Governments need to launch data initiatives focused on:
- better understanding public attitudes toward specific policies and identifying needed changes
- developing and using undisputed KPIs that reveal the drivers of policy performance and allow the assignment of targets to policies during the design phase
- measuring what is happening in the field by enabling civil servants, citizens, and business operators to provide fact-based information and feedback
- evaluating policy performance, reconciling quantitative and qualitative data, and allowing the implementation of a continuous-improvement approach to policy making and execution
- opening data in raw, crunched, and reusable formats.
The continuing and thoroughgoing evolution taking place in public service is supported by a true data revolution, fueled by two powerful trends.

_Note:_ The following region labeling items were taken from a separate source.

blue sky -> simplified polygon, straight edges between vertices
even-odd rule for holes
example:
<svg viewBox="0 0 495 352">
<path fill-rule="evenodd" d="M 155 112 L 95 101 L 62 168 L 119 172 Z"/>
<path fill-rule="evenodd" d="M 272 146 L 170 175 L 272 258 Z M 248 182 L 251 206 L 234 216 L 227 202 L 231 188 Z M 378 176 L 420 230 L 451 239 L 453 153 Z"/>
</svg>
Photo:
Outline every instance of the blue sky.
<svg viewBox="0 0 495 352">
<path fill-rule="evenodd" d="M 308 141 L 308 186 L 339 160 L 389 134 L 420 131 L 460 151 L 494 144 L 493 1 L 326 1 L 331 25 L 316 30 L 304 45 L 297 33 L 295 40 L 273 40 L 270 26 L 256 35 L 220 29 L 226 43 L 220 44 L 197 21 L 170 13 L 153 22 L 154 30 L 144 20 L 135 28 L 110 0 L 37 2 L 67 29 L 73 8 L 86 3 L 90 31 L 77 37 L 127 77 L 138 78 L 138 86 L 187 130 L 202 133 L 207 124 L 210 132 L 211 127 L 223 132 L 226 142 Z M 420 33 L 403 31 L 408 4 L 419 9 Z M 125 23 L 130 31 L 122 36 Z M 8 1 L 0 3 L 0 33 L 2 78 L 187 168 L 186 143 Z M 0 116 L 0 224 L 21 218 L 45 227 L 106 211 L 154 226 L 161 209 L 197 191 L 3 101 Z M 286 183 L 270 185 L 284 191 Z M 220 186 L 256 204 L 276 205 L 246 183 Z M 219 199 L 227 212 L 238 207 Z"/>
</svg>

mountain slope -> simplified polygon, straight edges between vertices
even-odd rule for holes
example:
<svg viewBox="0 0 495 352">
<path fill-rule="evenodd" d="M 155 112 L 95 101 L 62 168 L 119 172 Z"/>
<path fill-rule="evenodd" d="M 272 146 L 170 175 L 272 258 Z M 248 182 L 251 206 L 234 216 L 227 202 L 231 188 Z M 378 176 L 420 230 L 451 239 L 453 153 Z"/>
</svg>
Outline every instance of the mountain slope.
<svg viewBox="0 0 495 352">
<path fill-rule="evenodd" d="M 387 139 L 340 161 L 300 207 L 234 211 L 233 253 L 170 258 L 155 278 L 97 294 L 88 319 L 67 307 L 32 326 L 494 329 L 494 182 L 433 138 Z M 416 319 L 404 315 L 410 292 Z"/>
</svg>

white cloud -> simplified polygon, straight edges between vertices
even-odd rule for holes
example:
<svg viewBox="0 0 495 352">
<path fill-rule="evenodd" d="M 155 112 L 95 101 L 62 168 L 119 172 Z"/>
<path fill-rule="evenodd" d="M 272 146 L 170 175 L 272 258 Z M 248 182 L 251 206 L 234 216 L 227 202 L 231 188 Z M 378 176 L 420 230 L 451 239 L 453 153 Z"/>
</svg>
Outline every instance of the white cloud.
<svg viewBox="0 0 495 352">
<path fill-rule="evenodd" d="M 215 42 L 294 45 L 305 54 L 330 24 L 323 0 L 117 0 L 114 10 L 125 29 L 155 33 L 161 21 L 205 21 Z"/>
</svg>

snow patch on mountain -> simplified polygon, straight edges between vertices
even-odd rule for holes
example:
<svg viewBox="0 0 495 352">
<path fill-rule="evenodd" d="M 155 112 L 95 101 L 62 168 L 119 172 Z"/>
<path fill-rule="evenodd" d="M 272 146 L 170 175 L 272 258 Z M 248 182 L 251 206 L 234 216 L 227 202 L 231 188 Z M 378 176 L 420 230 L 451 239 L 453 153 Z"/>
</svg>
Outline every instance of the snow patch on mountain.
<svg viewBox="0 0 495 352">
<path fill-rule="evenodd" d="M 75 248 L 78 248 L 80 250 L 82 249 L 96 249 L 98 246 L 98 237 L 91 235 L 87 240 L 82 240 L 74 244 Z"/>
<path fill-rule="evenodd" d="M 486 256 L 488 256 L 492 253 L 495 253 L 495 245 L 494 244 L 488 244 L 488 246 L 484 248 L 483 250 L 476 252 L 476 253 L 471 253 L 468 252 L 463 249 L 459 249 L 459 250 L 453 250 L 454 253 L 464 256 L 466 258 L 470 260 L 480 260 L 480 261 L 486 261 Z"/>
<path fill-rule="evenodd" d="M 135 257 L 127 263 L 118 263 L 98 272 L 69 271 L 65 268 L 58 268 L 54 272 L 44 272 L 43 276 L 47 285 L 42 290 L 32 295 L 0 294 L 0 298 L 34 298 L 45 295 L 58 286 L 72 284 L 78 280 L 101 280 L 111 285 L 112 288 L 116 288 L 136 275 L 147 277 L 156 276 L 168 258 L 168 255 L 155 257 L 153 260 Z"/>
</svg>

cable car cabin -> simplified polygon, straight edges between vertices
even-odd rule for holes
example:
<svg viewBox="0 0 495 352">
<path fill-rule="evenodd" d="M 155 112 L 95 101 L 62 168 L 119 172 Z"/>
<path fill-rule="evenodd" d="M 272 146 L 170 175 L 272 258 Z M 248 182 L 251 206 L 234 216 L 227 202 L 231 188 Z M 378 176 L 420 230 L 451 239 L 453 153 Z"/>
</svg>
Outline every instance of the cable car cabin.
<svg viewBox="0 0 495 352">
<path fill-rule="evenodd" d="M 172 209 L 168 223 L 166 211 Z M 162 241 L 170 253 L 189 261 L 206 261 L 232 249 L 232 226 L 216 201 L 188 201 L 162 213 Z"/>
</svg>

First, the already low cost of computing power continues to plummet, as does the cost
of data transportation, storage, and analysis. At the same time, software providers have rolled out analytics innovations such as machine learning, artificial intelligence, automated research, and visualization tools. These developments have made it possible for nearly every business and government to derive insights from large datasets.

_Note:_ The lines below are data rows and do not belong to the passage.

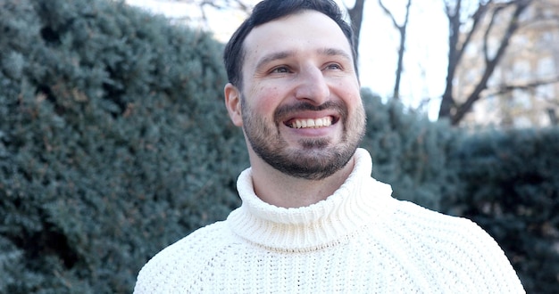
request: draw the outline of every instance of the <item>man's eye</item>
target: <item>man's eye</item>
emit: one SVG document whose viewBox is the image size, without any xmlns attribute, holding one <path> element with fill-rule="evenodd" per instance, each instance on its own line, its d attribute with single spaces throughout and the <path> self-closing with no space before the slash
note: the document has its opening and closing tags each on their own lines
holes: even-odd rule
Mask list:
<svg viewBox="0 0 559 294">
<path fill-rule="evenodd" d="M 341 69 L 342 67 L 338 63 L 331 63 L 326 66 L 327 69 Z"/>
<path fill-rule="evenodd" d="M 287 67 L 280 66 L 271 69 L 272 73 L 288 73 L 289 69 Z"/>
</svg>

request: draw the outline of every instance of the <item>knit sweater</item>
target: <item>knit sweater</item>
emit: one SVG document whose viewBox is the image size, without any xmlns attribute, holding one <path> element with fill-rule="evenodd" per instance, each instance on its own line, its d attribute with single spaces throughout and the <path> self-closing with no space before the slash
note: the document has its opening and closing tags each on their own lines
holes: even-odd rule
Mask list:
<svg viewBox="0 0 559 294">
<path fill-rule="evenodd" d="M 391 197 L 357 150 L 325 200 L 261 200 L 251 169 L 240 208 L 154 257 L 135 293 L 523 293 L 496 242 L 474 223 Z"/>
</svg>

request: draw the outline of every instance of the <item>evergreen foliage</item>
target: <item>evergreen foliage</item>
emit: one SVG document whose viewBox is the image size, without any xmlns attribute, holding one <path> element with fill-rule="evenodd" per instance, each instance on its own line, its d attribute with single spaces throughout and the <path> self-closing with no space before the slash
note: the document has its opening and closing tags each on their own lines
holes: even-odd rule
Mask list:
<svg viewBox="0 0 559 294">
<path fill-rule="evenodd" d="M 210 35 L 106 0 L 4 0 L 0 31 L 0 292 L 129 293 L 238 205 Z"/>
<path fill-rule="evenodd" d="M 472 219 L 501 245 L 529 293 L 559 293 L 559 128 L 464 136 L 446 212 Z"/>
<path fill-rule="evenodd" d="M 460 132 L 406 110 L 398 101 L 383 103 L 368 90 L 362 96 L 367 112 L 362 145 L 373 159 L 372 176 L 390 184 L 394 197 L 439 210 L 441 197 L 455 192 L 457 169 L 446 154 Z"/>
</svg>

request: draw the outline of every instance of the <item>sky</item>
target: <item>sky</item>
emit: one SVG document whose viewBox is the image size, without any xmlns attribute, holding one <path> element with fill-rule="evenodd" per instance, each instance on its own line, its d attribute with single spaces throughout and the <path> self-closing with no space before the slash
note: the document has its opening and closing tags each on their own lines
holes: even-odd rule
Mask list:
<svg viewBox="0 0 559 294">
<path fill-rule="evenodd" d="M 352 7 L 355 0 L 336 1 L 341 7 Z M 196 15 L 199 11 L 196 7 L 171 0 L 126 2 L 170 18 L 189 17 L 193 13 L 194 17 L 199 16 Z M 406 0 L 384 0 L 383 3 L 401 24 Z M 433 120 L 437 119 L 445 87 L 447 61 L 447 20 L 441 3 L 440 0 L 421 0 L 412 4 L 400 86 L 402 102 L 410 108 L 416 109 L 422 100 L 430 98 L 426 110 Z M 209 29 L 221 42 L 227 42 L 246 17 L 242 12 L 230 11 L 208 11 L 207 16 Z M 365 1 L 360 42 L 362 86 L 370 88 L 381 97 L 391 96 L 396 79 L 399 34 L 376 0 Z"/>
</svg>

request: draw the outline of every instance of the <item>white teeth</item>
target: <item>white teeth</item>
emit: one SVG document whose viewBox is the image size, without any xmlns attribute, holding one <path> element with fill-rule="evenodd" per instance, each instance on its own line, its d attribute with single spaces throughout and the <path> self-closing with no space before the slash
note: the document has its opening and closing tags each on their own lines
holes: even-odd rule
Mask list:
<svg viewBox="0 0 559 294">
<path fill-rule="evenodd" d="M 318 128 L 321 127 L 329 127 L 332 125 L 332 118 L 326 117 L 321 118 L 307 118 L 307 119 L 296 119 L 291 123 L 291 127 L 294 128 L 303 128 L 303 127 L 312 127 Z"/>
</svg>

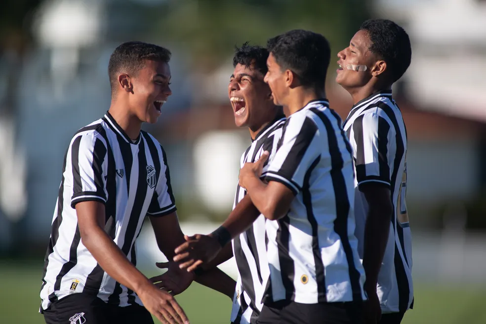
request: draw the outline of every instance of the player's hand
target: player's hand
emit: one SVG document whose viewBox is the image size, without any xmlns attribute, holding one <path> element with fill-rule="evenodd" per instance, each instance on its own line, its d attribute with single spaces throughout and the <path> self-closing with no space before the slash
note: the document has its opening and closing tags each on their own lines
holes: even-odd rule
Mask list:
<svg viewBox="0 0 486 324">
<path fill-rule="evenodd" d="M 147 281 L 136 292 L 149 312 L 164 324 L 189 324 L 189 320 L 174 297 Z"/>
<path fill-rule="evenodd" d="M 207 264 L 219 253 L 221 245 L 216 239 L 209 235 L 196 234 L 184 236 L 186 242 L 175 250 L 174 261 L 181 269 L 193 271 L 198 267 Z"/>
<path fill-rule="evenodd" d="M 240 170 L 240 185 L 245 188 L 245 184 L 248 178 L 260 178 L 263 171 L 263 165 L 268 159 L 270 153 L 268 151 L 263 152 L 256 162 L 247 162 Z"/>
<path fill-rule="evenodd" d="M 191 285 L 194 280 L 194 274 L 181 269 L 176 262 L 157 262 L 156 265 L 161 269 L 166 269 L 164 273 L 150 278 L 156 286 L 170 293 L 172 296 L 178 295 Z"/>
<path fill-rule="evenodd" d="M 376 294 L 376 288 L 367 289 L 366 294 L 368 300 L 363 305 L 364 324 L 376 324 L 381 318 L 381 307 L 380 299 Z"/>
</svg>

Second, data volumes have increased exponentially. Every two years the volume of digitally generated data doubles, thanks to new sources of data and the adoption of digital tools.
To capture the full benefit of data, states need to deliver on four key imperatives:
- Gain the confidence and buy-in of citizens and public leaders
- Conduct a skills-and-competencies revolution
- Fully redesign the way states operate
- Deploy enabling technologies that ensure interoperability and the ability to handle massive data flows
Because data-specific skills are scarce, governments need to draw on their internal capabilities to advance this revolution. Civil servants are intimately familiar with their department’s or agency’s challenges and idiosyncrasies, and they are ideally positioned to drive improvements—provided they are equipped with the necessary digital and analytical skills. These can be developed through rotational, training, and coaching programs, with content targeted to different populations. The US is building the capabilities of its employees through its DigitalGov University, which every year trains 10,000 federal civil servants from across the government in digital and data skills.

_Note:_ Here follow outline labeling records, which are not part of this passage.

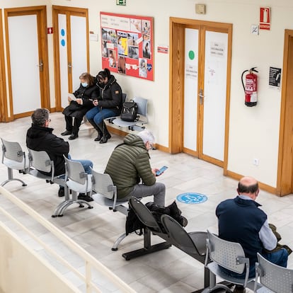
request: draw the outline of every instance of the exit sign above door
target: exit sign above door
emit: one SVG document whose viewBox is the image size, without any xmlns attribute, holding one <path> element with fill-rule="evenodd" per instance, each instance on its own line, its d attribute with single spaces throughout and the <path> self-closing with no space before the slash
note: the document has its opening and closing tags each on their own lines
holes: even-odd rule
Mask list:
<svg viewBox="0 0 293 293">
<path fill-rule="evenodd" d="M 126 6 L 126 0 L 116 0 L 116 5 Z"/>
</svg>

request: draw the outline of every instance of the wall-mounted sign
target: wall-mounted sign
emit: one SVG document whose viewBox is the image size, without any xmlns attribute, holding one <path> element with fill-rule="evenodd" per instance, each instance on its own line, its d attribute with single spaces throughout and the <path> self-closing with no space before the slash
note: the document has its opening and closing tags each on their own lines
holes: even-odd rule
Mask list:
<svg viewBox="0 0 293 293">
<path fill-rule="evenodd" d="M 152 17 L 100 12 L 102 67 L 154 80 Z"/>
<path fill-rule="evenodd" d="M 270 8 L 260 7 L 260 30 L 270 29 Z"/>
<path fill-rule="evenodd" d="M 281 72 L 282 69 L 280 68 L 270 67 L 270 86 L 273 88 L 280 88 L 281 82 Z"/>
<path fill-rule="evenodd" d="M 122 5 L 125 6 L 126 5 L 126 0 L 116 0 L 116 5 Z"/>
</svg>

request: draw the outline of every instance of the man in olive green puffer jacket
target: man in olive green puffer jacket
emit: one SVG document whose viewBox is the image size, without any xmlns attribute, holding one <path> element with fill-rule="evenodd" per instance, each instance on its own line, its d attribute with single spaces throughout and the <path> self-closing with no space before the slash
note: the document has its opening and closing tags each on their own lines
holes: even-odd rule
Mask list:
<svg viewBox="0 0 293 293">
<path fill-rule="evenodd" d="M 156 205 L 165 206 L 165 185 L 156 183 L 156 171 L 159 169 L 152 169 L 149 163 L 149 149 L 154 143 L 153 134 L 143 130 L 137 134 L 127 134 L 123 143 L 114 149 L 105 173 L 117 186 L 118 200 L 132 196 L 141 198 L 154 195 Z"/>
</svg>

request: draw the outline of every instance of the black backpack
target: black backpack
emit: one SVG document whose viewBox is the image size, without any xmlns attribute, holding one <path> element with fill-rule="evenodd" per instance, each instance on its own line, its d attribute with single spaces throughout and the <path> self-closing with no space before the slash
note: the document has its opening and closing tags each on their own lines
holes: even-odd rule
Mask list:
<svg viewBox="0 0 293 293">
<path fill-rule="evenodd" d="M 139 120 L 137 115 L 138 106 L 137 104 L 130 100 L 129 102 L 124 102 L 121 110 L 120 118 L 122 120 L 128 122 L 135 122 Z"/>
</svg>

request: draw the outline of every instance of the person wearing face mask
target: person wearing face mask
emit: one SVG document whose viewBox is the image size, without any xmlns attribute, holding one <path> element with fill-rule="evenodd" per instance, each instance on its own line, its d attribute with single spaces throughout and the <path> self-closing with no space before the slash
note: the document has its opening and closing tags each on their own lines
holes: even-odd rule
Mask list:
<svg viewBox="0 0 293 293">
<path fill-rule="evenodd" d="M 73 100 L 69 96 L 68 100 L 70 103 L 62 112 L 66 122 L 66 130 L 61 135 L 70 134 L 69 139 L 79 137 L 79 127 L 84 115 L 93 107 L 93 100 L 98 96 L 98 90 L 96 86 L 93 76 L 85 72 L 79 76 L 79 88 L 73 93 L 76 98 L 76 100 Z"/>
<path fill-rule="evenodd" d="M 159 169 L 151 168 L 149 163 L 149 151 L 154 144 L 154 134 L 144 130 L 127 134 L 113 151 L 105 173 L 117 186 L 117 201 L 154 195 L 155 205 L 165 206 L 165 185 L 156 182 Z"/>
<path fill-rule="evenodd" d="M 108 68 L 100 71 L 96 79 L 100 93 L 97 99 L 93 101 L 95 107 L 86 113 L 86 117 L 98 132 L 95 141 L 105 144 L 111 135 L 107 130 L 104 119 L 120 115 L 122 89 Z"/>
</svg>

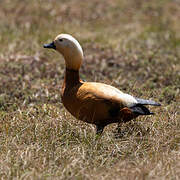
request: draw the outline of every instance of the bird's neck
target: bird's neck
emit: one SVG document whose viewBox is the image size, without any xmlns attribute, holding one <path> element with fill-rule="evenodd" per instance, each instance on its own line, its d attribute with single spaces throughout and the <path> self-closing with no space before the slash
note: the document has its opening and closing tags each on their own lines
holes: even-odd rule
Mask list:
<svg viewBox="0 0 180 180">
<path fill-rule="evenodd" d="M 72 70 L 66 68 L 63 86 L 70 88 L 77 85 L 79 82 L 79 70 Z"/>
</svg>

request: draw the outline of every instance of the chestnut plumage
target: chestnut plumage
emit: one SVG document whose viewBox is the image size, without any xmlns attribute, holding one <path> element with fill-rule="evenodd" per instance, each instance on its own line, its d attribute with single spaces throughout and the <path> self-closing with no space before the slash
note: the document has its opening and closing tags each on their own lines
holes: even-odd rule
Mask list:
<svg viewBox="0 0 180 180">
<path fill-rule="evenodd" d="M 65 59 L 65 78 L 61 91 L 63 105 L 77 119 L 95 124 L 98 134 L 108 124 L 125 123 L 139 115 L 153 114 L 145 105 L 160 106 L 152 100 L 133 97 L 107 84 L 80 80 L 83 50 L 71 35 L 60 34 L 44 47 L 55 49 Z"/>
</svg>

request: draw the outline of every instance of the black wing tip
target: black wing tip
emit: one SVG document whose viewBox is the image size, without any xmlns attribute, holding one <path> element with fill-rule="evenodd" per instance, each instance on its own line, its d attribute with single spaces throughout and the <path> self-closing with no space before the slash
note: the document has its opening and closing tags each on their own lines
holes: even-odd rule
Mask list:
<svg viewBox="0 0 180 180">
<path fill-rule="evenodd" d="M 157 103 L 153 100 L 146 100 L 146 99 L 141 99 L 141 98 L 136 98 L 136 100 L 138 101 L 139 104 L 142 104 L 142 105 L 161 106 L 160 103 Z"/>
</svg>

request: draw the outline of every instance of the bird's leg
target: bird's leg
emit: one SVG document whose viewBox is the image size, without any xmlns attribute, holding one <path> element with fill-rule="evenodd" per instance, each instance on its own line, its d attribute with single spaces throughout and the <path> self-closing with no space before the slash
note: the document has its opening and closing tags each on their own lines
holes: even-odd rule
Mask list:
<svg viewBox="0 0 180 180">
<path fill-rule="evenodd" d="M 104 125 L 96 125 L 96 135 L 101 135 L 104 130 Z"/>
</svg>

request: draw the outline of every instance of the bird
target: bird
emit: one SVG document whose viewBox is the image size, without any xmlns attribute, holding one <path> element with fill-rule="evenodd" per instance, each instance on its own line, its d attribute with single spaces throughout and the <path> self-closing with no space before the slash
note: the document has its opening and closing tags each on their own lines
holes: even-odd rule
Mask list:
<svg viewBox="0 0 180 180">
<path fill-rule="evenodd" d="M 104 127 L 111 123 L 126 123 L 140 115 L 154 114 L 146 105 L 161 105 L 153 100 L 133 97 L 105 83 L 82 81 L 79 69 L 84 59 L 83 50 L 70 34 L 59 34 L 43 47 L 54 49 L 64 57 L 63 105 L 76 119 L 94 124 L 97 135 L 101 135 Z"/>
</svg>

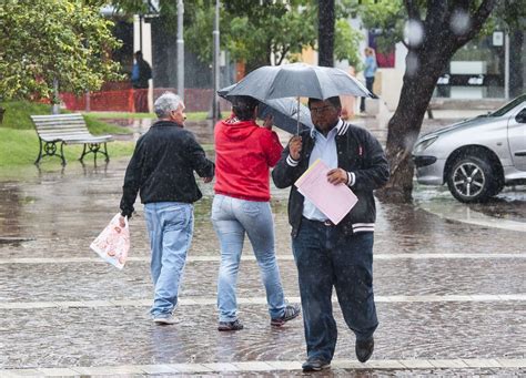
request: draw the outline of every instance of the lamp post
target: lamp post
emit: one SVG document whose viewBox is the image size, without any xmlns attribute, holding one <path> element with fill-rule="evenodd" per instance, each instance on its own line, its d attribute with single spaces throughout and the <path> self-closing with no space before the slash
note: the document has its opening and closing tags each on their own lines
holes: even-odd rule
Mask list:
<svg viewBox="0 0 526 378">
<path fill-rule="evenodd" d="M 178 0 L 178 94 L 184 102 L 183 0 Z"/>
<path fill-rule="evenodd" d="M 212 118 L 219 120 L 221 118 L 219 96 L 218 91 L 220 86 L 220 30 L 219 30 L 219 17 L 220 17 L 220 0 L 215 0 L 215 20 L 214 20 L 214 31 L 213 35 L 213 81 L 214 81 L 214 93 L 213 93 L 213 104 L 212 104 Z"/>
</svg>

More generally, governments should train and incentivize civil servants to embed data discovery and analytics processes in their workplaces. That means that all civil servants’ end-user computing platforms must feature data discovery and analytics tools.
governments must carry out a major cultural shift in order to break down silos and barriers. Such a transformed culture is characterized by a “test and learn” mind-set that believes “good enough is good to go.”
Cultures that facilitate governments’ data transformations are also characterized by
open, collaborative, and inclusive operating models for data generation and data usage. They facilitate the participation of public agencies, private-sector companies, start-ups, and society as a whole.